Personal details
- Born: David L. Mercer 29 March 1961 Sausalito, California
- Died: 9 December 2021 (aged 60)
- Party: Democratic
- Education: Duke University, Principia College (BA

= David Mercer (political commentator) =

American and international political consultant (1961–2021)

David L. Mercer (March 29, 1961 – December 9, 2021) was an American political strategist, fundraiser and commentator who appeared regularly on Fox News, France24, SkyNews and other national and international media outlets. He was a longtime member of the Democratic Party.

==Early life==
Mercer was born on March 29, 1961, in Sausalito, California. In 1979, he graduated from Milton Academy in Massachusetts. He attended Duke University for three years, and finished his final year and received a Bachelor of Arts degree from Principia College, majoring in political science.

==Career==
Mercer founded Mercer and Associates, a Washington, D.C.–based consulting firm. During his career, he served in numerous media, fundraising and strategic advising roles. In 1992, he did press advance work for the Clinton/Gore campaign. He had served as deputy national finance director for the Democratic National Committee.

In 1996, he was finance director for the DNC's convention. In 2000, he was a trustee for the Gore/Lieberman campaign.

In 2004, he was a member of the Kerry/Edwards campaign leadership council. In 2008, he was a media adviser for the Hillary Clinton presidential campaign.

He appeared regularly on Fox News, CNBC, France24, SkyNews and other media outlets.

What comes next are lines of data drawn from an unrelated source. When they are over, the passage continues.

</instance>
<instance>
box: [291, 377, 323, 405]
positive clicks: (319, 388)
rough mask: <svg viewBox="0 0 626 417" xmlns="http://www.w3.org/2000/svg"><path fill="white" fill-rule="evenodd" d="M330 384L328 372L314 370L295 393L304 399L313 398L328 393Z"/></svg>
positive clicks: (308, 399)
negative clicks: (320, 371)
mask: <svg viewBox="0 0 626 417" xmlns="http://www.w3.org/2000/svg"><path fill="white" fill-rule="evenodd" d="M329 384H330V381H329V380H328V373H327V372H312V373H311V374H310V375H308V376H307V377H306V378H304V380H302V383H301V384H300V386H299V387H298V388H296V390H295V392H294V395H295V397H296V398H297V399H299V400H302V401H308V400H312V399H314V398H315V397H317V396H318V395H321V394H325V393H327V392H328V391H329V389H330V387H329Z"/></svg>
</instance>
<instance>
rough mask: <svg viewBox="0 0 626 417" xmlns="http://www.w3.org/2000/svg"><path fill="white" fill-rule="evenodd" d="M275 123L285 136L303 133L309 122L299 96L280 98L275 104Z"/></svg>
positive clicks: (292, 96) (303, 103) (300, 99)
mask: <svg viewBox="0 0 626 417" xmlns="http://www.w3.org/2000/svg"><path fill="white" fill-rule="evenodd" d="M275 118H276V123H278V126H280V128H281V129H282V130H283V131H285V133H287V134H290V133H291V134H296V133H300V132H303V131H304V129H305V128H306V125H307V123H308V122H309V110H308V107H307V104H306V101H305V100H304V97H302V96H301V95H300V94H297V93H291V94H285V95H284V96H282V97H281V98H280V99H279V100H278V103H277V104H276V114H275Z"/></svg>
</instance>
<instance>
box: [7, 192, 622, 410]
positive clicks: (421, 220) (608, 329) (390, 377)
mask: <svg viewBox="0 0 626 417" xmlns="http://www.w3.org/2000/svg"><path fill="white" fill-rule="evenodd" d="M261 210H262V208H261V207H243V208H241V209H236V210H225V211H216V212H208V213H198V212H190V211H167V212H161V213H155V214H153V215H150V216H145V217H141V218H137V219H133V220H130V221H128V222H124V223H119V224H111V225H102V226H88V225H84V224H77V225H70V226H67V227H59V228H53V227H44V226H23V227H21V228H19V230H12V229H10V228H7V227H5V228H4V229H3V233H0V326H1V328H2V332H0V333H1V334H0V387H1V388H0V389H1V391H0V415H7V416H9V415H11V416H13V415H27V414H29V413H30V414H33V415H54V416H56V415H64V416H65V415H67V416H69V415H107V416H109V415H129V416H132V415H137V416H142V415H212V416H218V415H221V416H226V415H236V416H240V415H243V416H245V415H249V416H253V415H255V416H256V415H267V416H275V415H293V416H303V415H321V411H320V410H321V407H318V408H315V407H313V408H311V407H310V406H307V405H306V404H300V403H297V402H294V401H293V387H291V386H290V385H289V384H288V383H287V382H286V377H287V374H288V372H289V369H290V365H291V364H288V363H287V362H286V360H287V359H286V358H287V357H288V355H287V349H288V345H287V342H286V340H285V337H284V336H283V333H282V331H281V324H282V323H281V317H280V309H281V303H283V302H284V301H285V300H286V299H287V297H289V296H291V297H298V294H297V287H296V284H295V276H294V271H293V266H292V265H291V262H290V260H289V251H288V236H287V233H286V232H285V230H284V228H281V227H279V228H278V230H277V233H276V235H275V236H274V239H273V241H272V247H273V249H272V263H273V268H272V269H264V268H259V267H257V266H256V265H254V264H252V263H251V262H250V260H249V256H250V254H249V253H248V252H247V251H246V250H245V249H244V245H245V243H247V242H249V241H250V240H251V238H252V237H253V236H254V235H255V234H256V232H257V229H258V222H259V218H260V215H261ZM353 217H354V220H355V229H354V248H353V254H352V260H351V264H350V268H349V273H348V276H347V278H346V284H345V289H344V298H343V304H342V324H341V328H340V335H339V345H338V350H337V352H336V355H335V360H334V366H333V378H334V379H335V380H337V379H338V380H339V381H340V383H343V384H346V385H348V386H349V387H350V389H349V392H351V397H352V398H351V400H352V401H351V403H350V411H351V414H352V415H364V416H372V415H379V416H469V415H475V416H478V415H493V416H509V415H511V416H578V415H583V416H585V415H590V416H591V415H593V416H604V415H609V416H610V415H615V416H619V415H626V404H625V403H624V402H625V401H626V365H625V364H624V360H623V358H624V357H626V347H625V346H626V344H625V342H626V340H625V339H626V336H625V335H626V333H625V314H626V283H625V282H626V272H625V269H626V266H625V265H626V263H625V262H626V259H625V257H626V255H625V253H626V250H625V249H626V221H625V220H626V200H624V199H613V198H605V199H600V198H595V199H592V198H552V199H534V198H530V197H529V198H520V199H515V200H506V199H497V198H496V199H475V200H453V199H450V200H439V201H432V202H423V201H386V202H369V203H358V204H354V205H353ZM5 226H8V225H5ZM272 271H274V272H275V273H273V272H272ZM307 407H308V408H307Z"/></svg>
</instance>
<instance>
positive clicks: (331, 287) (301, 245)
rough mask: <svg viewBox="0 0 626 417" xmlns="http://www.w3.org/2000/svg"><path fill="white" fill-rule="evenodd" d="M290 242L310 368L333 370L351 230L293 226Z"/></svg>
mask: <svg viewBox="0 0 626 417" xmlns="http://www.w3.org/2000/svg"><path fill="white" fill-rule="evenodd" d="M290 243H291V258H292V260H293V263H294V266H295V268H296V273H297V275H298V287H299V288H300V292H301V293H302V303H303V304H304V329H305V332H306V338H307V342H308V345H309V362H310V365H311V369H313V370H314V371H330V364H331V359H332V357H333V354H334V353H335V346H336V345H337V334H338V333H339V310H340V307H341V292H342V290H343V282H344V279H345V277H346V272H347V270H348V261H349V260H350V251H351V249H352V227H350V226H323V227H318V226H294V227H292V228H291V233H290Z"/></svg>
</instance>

In July 2012, Mercer was the victim of theft and a vicious assault in Washington, D.C. that left him near death. He suffered a brain injury, and spent several weeks in a medically induced coma and several months in the hospital before making a full recovery.

==Death==
Mercer died in December 2021, at the age of 60, following an affliction with cancer. Former President Bill Clinton and former Secretary of State Hillary Clinton released a joint statement, saying, "David was a good and gifted man, who enriched many lives and had much more to give. We hope we can all work to be a little more like him."